Eric voulait me voir..., Eric, je le connaissais depuis les bancs de la maternelle, nous avions été dans les mêmes classes jusqu’au collège. Lorsqu’il m’avait embauché dans sa « Superette », cela faisait maintenant six ans, il m’avait signifié que nous devions nous vouvoyer, que son poste et blablabla…  je lui avais répondu «  comme tu voudras » .

Son bureau surplombait le magasin, tout comme celui de l’agent comptable qui se trouvait être son épouse.

Je me présentais donc à l’heure dite.

-Bonjour Hélène, asseyez-vous…

-Bonjour Monsieur Gilot.

-Hélène, il faut que nous parlions… c’est un peu délicat. -Il marqua une pose-J’ai eu quelques échos qui m’interpellent vous concernant, vous et un magasinier et  je crains que cette histoire ne fasse une mauvaise publicité au magasin, ici tout le monde se connait… nous sommes dans une petite ville.

-J’ai besoin de quelques explications, Monsieur Gilot…

-Mathieu car c’est de Mathieu  dont il s’agit, passe toutes ses pauses avec vous et depuis qu’il est là, vous semblez oublier vos autres collègues, vous arrivez ensemble, repartez de même…

-Mais encore ? Mon travail et le sien en souffrent-ils ?

-Je ne peux dire cela, mais l’ambiance  n’est plus la même et certaines de vos collègues s’en plaignent.

-Le fait de sympathiser plus avec l’un ou l’autre n’est pas un délit  que je sache, quel est donc le véritable problème ? Vous savez, aux pauses, chacun s’occupe sans vraiment se soucier du voisin, de la voisine.
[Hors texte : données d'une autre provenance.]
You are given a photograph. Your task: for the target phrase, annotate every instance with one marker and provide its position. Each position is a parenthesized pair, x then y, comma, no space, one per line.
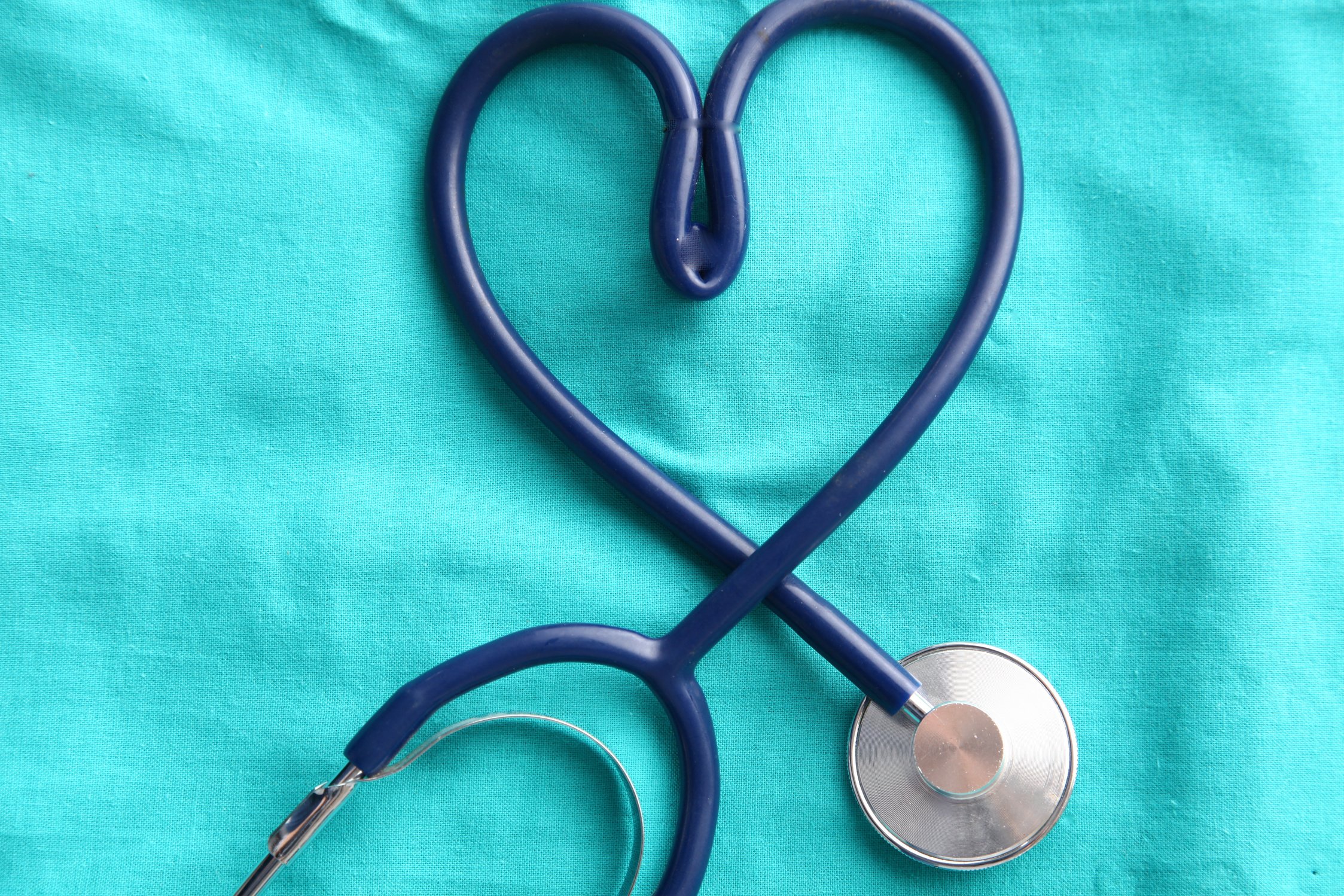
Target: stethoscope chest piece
(983,775)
Est-ce le fait que Mathieu soit beaucoup plus jeune que moi et qu’il ait repoussé les avances  de   Mme Perrin ?

-Je ne suis pas au courant de cette histoire, et de la part de Catherine, je suis surpris. J’ai du mal à prêter foi à vos dires.
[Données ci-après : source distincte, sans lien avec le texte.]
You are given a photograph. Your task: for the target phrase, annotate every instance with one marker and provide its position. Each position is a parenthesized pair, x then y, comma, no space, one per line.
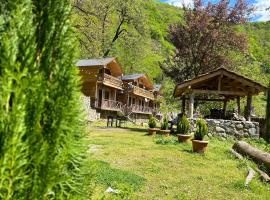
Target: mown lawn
(146,167)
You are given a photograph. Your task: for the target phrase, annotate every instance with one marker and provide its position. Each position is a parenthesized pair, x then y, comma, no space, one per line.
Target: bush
(183,125)
(165,124)
(41,130)
(201,129)
(152,122)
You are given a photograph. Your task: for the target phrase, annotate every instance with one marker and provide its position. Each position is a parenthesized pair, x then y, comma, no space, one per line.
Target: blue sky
(261,14)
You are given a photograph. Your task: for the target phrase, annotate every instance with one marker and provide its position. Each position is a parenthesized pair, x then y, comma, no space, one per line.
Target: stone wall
(91,114)
(226,128)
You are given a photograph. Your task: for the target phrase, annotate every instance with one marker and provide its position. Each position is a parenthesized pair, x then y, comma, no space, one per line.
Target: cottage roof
(141,77)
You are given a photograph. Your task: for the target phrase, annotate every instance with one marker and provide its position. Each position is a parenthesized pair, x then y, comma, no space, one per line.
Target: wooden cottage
(157,99)
(138,96)
(101,83)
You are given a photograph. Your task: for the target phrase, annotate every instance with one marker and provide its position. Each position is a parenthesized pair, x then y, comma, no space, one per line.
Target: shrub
(201,129)
(183,125)
(165,124)
(152,122)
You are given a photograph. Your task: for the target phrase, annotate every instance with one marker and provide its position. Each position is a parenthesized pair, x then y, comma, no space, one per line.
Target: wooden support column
(248,108)
(191,105)
(183,104)
(225,107)
(238,106)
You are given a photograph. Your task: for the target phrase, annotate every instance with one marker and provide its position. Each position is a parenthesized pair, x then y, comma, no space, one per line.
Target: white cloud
(261,13)
(180,3)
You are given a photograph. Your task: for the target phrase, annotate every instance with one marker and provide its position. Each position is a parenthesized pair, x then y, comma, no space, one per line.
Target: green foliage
(165,124)
(152,122)
(41,151)
(104,174)
(166,140)
(183,125)
(201,129)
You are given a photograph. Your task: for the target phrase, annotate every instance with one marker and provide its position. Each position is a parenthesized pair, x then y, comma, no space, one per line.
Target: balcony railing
(140,109)
(109,80)
(142,92)
(106,104)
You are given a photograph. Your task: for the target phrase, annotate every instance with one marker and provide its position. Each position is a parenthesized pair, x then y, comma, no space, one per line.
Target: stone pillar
(248,108)
(191,105)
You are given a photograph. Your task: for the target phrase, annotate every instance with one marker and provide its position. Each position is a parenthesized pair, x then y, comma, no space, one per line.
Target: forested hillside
(136,33)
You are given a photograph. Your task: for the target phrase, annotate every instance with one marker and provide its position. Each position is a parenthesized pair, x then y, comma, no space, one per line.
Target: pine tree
(40,126)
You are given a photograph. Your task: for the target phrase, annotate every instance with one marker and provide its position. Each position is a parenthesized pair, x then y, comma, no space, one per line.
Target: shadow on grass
(104,174)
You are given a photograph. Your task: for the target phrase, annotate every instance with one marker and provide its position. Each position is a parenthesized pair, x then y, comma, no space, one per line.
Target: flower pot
(199,146)
(152,131)
(165,132)
(183,137)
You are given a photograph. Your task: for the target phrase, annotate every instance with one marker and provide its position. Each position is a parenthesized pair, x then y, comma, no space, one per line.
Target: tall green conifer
(40,126)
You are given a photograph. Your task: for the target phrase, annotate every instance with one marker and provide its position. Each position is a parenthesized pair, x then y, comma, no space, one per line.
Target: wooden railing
(106,104)
(140,109)
(142,92)
(110,80)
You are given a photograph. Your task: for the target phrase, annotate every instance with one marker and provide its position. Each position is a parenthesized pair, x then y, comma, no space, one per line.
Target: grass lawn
(148,167)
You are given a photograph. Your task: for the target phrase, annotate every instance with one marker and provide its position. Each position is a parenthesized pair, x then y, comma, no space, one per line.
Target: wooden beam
(191,105)
(238,106)
(219,82)
(225,107)
(235,93)
(248,108)
(244,81)
(197,80)
(202,99)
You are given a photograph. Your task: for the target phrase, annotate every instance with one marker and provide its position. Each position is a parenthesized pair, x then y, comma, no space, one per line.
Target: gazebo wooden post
(225,107)
(183,104)
(238,106)
(248,108)
(191,105)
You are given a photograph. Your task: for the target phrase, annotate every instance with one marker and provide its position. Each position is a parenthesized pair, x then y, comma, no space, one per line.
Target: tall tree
(40,126)
(206,38)
(101,24)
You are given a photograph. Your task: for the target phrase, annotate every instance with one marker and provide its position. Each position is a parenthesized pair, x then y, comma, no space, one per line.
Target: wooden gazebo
(225,84)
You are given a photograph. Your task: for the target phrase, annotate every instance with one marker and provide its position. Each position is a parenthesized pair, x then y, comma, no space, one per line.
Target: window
(129,101)
(107,95)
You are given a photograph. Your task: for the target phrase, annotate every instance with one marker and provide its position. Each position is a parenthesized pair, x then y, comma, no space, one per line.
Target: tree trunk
(257,155)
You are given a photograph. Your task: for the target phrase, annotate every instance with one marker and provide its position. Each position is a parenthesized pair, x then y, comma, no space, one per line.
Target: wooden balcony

-  Il s’épongea le front, visiblement mal à l’aise, cet entretien prenait un tour imprévu-.

-Enfin, revenons à notre affaire c'est-à-dire Vous et Mathieu, j’aimerais  que vous preniez certaines distances. Vous savez, les gens jasent !

-On ne pourra pas les empêcher de jaser,  que ce soit sur moi ou même sur vous.

-Sur moi ?

-Oui, par exemple sur le fait que Mme Perrin  soit affectée au service comptabilité depuis quelques temps les après-midi, alors que votre épouse n’est pas là…

 

Un fracas de tasse brisée suivit mes paroles, Mme Gilot écoutait vraisemblablement  derrière la porte.

Je repris :

-Cette situation m’est vraiment très pénible Monsieur Gilot et je pense qu’il est mieux pour moi que je quitte votre entreprise… - il était livide-  à l’amiable de préférence… Si vous voulez, en fin de semaine… 

Je jetais un coup d’œil à la pendule.

Je poursuivis :

- Ma pause se termine, nous verrons à votre convenance pour régler les formalités.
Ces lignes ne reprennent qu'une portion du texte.